Actually the ones in this photo look rather round, but usually astringent persimmons are acorn-shaped. (Don't tell me that some acorns are flat and round.) Non-Japanese people might be more used to eating/using the pulp of VERY ripe, soft persimmons, but in Japan, it is more common to eat sweet varieties of persimmons while they are still firm, and sun-dry astringent varieties to make hoshi-gaki. It is not very popular to make sarashi-gaki like we do, though.
Our family used to put a bagful of alcohol-treated astringent persimmons in leftover warm water in the bathtub (traditionally we don't wash our bodies in the bathtub and the whole family members share the water in the tub), or leave them in the sun for several days, or in a kotatsu heater.

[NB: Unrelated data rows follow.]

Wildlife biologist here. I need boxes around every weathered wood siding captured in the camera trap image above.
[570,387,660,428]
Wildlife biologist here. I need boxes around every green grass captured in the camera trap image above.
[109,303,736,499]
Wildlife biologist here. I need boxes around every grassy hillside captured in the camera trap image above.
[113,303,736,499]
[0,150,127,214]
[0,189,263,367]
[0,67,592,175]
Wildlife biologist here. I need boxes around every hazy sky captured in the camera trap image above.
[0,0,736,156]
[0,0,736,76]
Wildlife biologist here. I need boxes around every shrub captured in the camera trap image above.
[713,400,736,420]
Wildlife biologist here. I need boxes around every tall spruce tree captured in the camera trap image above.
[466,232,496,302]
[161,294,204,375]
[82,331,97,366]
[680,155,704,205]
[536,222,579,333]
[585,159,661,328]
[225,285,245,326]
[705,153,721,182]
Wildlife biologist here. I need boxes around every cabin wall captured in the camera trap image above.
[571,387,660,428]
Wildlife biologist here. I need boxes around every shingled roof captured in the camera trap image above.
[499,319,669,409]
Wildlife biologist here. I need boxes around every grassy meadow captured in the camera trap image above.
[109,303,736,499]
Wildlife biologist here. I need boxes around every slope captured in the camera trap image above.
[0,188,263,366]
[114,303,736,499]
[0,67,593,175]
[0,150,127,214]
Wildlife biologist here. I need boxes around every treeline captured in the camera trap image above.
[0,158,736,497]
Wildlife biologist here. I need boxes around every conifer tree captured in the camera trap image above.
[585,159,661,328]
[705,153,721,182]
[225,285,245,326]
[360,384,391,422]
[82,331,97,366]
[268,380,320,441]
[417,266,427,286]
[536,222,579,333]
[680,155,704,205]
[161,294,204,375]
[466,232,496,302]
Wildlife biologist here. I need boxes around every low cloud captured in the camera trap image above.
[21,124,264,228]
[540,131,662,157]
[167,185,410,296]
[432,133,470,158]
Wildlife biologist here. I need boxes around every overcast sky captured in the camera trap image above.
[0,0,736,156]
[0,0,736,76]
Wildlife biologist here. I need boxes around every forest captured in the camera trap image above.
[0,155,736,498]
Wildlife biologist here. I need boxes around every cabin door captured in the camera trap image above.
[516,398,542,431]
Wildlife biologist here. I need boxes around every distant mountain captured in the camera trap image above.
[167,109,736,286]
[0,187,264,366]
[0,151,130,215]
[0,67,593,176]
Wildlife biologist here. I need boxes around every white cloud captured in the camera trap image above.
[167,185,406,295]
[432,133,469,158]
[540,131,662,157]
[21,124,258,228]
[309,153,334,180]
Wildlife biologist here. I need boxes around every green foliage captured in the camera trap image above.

Now the majority of the grannies in this community use -- I'm not sure how you call this in English -- electrical warming mattress? Mom wraps the bagful of alcohol-treated persimmons with the mattress, then with another blanket, turn on the switch and leave it. In about 2 to 3 days, the astringency will be gone and the persimmons turn soft, but not overripe-soft, and sweet. And I would say that the sweetness is a bit different from that of sweet varieties of persimmons. Honestly I like this sarashi-gaki better than regular sweet persimmons.
But, I wonder if Japanese manufacturers of the electrical warming mattress would approve of this use of the product. :P
BTW, I uploaded some photos from our traditional festival here, if you are interested. :)

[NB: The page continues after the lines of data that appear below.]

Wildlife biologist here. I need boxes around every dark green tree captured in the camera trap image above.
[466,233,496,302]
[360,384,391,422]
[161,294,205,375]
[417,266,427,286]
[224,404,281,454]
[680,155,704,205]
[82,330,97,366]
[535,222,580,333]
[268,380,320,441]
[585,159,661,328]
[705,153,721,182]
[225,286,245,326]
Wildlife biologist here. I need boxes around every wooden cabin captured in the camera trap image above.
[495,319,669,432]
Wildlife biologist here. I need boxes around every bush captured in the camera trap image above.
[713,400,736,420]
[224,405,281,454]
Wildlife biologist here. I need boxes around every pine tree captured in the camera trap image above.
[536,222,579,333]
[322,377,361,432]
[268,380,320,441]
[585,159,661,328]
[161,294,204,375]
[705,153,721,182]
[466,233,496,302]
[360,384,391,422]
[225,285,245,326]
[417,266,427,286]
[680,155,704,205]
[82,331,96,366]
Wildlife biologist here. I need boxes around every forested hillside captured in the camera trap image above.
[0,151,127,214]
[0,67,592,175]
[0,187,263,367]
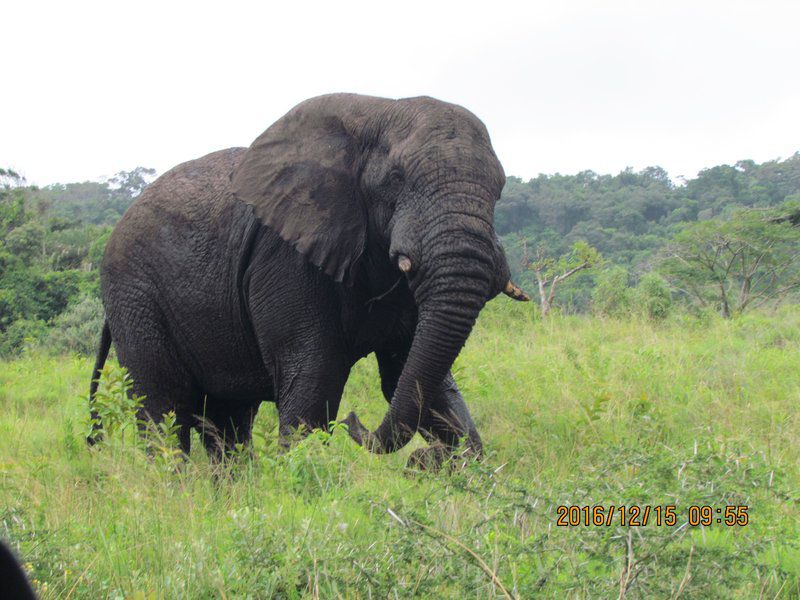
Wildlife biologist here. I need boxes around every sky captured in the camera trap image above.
[0,0,800,185]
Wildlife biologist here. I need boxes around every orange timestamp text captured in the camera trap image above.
[556,504,750,527]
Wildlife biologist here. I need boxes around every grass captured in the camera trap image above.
[0,301,800,598]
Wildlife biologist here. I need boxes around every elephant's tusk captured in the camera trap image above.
[503,279,531,302]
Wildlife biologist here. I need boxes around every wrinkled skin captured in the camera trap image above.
[93,94,520,456]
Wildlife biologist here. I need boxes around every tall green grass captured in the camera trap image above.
[0,300,800,598]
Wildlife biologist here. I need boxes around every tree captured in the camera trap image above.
[660,208,800,318]
[592,266,631,317]
[634,272,672,321]
[523,241,601,317]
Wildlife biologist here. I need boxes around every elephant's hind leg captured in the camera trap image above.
[111,320,202,454]
[196,396,258,462]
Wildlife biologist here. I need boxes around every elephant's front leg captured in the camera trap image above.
[275,344,350,449]
[375,351,483,456]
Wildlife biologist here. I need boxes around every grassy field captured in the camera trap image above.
[0,301,800,598]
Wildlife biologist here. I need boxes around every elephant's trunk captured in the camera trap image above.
[345,223,494,453]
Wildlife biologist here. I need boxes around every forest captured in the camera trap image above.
[0,152,800,356]
[0,154,800,600]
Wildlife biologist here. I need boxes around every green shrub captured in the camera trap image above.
[635,272,672,321]
[592,267,631,317]
[0,319,47,357]
[47,297,104,356]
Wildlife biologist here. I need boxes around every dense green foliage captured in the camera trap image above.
[0,308,800,600]
[0,153,800,356]
[496,153,800,310]
[0,168,153,356]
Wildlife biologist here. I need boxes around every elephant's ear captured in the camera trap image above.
[232,102,367,281]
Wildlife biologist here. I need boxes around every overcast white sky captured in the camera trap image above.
[0,0,800,185]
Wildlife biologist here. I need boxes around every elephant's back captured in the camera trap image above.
[103,148,246,271]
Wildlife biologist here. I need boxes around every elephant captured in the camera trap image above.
[88,93,528,457]
[0,541,36,600]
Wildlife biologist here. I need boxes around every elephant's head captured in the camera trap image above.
[232,94,528,452]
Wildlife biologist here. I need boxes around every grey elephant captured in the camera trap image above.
[89,94,527,456]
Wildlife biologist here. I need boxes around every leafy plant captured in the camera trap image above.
[89,363,144,437]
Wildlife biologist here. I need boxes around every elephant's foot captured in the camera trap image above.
[406,442,481,472]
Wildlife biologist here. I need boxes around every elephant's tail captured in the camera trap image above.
[86,321,111,446]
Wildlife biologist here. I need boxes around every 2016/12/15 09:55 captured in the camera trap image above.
[556,504,750,527]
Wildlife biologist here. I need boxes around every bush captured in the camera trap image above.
[635,272,672,321]
[0,319,47,357]
[47,297,104,356]
[592,267,631,317]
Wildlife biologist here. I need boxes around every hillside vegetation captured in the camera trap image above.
[0,308,800,599]
[0,153,800,356]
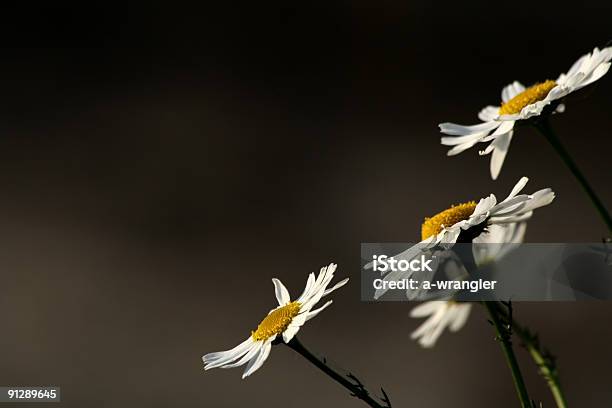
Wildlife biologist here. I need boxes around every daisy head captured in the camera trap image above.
[365,177,555,299]
[439,47,612,180]
[202,263,348,379]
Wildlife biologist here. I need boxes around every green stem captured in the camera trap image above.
[535,118,612,232]
[283,336,391,408]
[482,302,532,408]
[498,307,567,408]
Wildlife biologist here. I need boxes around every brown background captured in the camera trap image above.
[0,1,612,407]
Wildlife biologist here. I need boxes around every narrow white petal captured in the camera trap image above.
[283,325,301,343]
[202,337,257,370]
[272,278,291,306]
[448,303,472,332]
[502,176,529,202]
[491,131,513,180]
[438,121,500,136]
[222,341,263,368]
[323,278,349,296]
[306,300,333,321]
[242,341,272,380]
[410,300,444,317]
[478,106,499,122]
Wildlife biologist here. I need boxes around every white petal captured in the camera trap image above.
[438,121,499,136]
[272,278,291,306]
[478,106,499,122]
[242,341,272,380]
[323,278,349,296]
[448,303,472,332]
[305,300,333,321]
[491,131,513,180]
[297,272,315,303]
[410,300,444,317]
[502,176,529,202]
[202,336,253,368]
[221,341,263,368]
[502,81,525,102]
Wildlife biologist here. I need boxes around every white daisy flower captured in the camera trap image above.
[439,47,612,180]
[410,300,472,348]
[202,263,348,379]
[410,222,526,348]
[365,177,555,299]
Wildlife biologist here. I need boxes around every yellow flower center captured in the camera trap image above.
[421,201,476,240]
[499,79,557,115]
[251,302,301,341]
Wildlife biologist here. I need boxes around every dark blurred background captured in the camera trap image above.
[0,1,612,407]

OK. Now I remembered what "mattress" meant in other countries. Yeah, perhaps I should have used the word "pad." What my mom uses looks like this (a little thinner, though) and I guess it's too stiff and too narrow to be called a blanket, maybe?
(Added Oct. 28, 2009)
Oh, I hope that no one has tried making sarashi-gaki from what I wrote above yet. When I asked mom what to do, she did say, "Remove the stem ends." But today we made some more sareashi-gaki, and I found out that the following was what my mom really meant.
First thing to do is to trim the unwanted part of the calyx and pull out the stem. Today we pinched the stem with a nipper and twisted the fruit. Ideally, the stem should come out and leave a hole like this, but when it didn't, we poked the center with an ice pick. Mom said that just poking was enough--you don't really need to dig out the stem to make a visible hole.
Next step: Dip tissue paper into whiskey and wet the top part of the persimmon carefully. Put alcohol-treated persimmons in a thick plastic bag, tie the top with a string, then put it in another thick plastic bag and tie the top.